The human-looking Peacekeepers didn’t only provide the main female character, Aeryn Sun, but also the first main antagonist, Bialar Crais.

Bialar Crais.

Bialar Crais.

Other members of the main casts were from multiple alien species, including the later additions over the seasons. Another strong enemy emerged in the second half of the show, with the Scarran species. Another main cast member’s people was also depicted as a potential threat: Chiana’s species, the Nebari appeared in a couple of episodes and their wrath and power were mentioned. Yet the show never got to investigate this narrative path.

The narrative worked well with the choices the writers made. With such a vast choice of alien species to draw from, it would still have been an interesting angle to mix things up some more and not necessarily let the Peacekeepers be as dominant as they were in much of the story.
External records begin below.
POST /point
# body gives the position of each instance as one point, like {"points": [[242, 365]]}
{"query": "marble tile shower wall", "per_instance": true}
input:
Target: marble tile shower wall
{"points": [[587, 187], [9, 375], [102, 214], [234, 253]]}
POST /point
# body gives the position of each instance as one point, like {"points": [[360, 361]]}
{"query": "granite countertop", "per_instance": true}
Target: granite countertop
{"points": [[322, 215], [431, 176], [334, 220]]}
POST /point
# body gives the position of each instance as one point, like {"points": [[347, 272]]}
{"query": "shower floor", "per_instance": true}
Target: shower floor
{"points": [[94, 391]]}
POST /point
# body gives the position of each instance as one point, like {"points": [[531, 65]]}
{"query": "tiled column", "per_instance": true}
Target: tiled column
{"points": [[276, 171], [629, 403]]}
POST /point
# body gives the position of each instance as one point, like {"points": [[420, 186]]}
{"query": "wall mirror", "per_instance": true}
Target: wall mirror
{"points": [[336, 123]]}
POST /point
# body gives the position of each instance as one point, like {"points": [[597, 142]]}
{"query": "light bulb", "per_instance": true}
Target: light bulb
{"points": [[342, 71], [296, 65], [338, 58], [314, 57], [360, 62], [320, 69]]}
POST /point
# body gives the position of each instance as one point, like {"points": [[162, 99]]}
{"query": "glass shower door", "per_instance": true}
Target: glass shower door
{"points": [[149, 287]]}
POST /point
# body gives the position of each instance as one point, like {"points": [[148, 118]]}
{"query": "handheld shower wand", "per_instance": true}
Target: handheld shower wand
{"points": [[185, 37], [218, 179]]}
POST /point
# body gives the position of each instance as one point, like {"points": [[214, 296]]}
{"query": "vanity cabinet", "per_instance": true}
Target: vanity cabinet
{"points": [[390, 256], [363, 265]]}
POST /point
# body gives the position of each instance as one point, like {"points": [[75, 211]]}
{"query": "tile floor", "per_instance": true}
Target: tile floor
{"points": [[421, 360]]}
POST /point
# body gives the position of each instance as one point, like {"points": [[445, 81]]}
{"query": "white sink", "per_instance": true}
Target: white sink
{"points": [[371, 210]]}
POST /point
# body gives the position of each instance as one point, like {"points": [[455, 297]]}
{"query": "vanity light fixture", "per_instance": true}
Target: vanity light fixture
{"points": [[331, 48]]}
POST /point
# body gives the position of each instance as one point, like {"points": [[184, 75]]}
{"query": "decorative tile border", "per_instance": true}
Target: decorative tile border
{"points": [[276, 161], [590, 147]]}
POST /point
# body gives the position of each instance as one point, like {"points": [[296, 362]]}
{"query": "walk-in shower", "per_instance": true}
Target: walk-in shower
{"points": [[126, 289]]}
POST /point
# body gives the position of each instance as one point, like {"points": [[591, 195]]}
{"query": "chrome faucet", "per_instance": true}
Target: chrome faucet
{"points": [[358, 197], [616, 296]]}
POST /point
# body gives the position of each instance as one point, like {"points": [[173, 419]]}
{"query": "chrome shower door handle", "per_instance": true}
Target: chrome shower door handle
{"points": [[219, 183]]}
John Crichton and Aeryn Sun.

John Crichton and Aeryn Sun.

I personally am a die-hard John Crichton/Aeryn Sun fan and their romantic relationship is a favorite of mine. Yet I can’t help wonder what greatness other options could have brought as well. The show never shied away from building strong cross-species friendships, and even built a strong alien romantic relationship between two other main cast members: d’Argo and Chiana, so why was there the need to keep the lead and the main couple so human looking?

What about you? Was there any other alien species you would have liked to see developed in greater details in Farscape?